With at least ten free financial budgeting tools available and many others with low up-front costs on the marketplace today, small and large companies are trying to figure out how to reel you in. They have succeeded and they have failed.
Blog posts such as A Meeting of Minds: Ten Personal Finance Bloggers Talk About Money and Are Personal Finance Tools Ready To Go Web 2.0? suggest that personal finance leaders are still looking to develop a budgeting tool comparable to the iPod of portable media players or the Google of Internet search engines. The tipping point or the moment of critical mass has yet to be found. No budgeting tool clearly dominates the market.
Having talked with many friends about financial budgeting tools, I have yet to find one that has developed a budget - online or offline. The most common response I hear is, "I don't make enough money to need a budget, "I manage my money by reviewing my online bank accounts from time to time, or "I keep a budget in my head."
Change, especially radical change, often results from trigger event experiences that cause a shift in thinking.

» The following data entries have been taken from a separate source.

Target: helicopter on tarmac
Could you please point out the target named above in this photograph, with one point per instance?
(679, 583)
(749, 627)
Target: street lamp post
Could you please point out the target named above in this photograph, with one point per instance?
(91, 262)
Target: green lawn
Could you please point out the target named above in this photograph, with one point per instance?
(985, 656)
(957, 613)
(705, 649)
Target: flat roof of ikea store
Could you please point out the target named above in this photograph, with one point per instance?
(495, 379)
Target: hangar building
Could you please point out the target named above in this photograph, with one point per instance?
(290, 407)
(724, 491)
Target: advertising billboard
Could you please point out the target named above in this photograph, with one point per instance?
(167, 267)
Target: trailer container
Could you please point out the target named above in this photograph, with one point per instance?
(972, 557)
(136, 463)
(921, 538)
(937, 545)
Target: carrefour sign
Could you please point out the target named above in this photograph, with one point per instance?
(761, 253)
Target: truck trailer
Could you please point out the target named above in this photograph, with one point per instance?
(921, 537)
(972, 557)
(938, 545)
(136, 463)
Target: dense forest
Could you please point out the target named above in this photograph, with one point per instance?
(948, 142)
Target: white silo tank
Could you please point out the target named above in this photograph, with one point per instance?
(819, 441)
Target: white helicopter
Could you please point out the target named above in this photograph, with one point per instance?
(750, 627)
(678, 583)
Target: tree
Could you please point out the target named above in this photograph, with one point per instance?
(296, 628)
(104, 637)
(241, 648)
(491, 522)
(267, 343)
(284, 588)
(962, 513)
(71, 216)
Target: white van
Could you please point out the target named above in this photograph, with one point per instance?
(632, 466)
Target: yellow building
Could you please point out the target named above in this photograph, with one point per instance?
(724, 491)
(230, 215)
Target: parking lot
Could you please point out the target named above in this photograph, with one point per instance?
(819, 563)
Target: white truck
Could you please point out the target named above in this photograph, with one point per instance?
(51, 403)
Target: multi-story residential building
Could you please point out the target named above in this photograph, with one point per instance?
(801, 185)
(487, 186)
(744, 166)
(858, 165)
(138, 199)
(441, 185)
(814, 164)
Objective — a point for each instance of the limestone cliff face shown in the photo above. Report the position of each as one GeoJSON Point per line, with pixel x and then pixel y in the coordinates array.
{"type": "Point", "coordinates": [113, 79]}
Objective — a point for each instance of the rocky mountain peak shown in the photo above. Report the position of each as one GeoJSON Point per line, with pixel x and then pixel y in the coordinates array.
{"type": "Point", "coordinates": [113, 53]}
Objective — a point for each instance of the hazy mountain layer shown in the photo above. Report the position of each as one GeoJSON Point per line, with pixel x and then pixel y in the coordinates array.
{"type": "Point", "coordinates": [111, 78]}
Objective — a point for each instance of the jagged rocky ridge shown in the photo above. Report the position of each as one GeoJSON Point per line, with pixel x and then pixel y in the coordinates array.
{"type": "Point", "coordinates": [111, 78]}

Learning that a friend who has similar spending habits has been forced to file bankruptcy or finding out that a baby is on the way may fundamentally change how you choose to manage money.
Events like these can cause a personal budgeting tipping point, and while learning about or using a particular tool has the potential to have a similar effect, it hasn't happened to me. I budget because I hope to buy a house in the not too distant future, and when I decided that 20% down is the best way to go considering the housing market collapse, I knew that a budget was necessary.
If you are not budgeting, let us know why. If you are budgeting, did a specific experience convince you that a budget was worthwhile?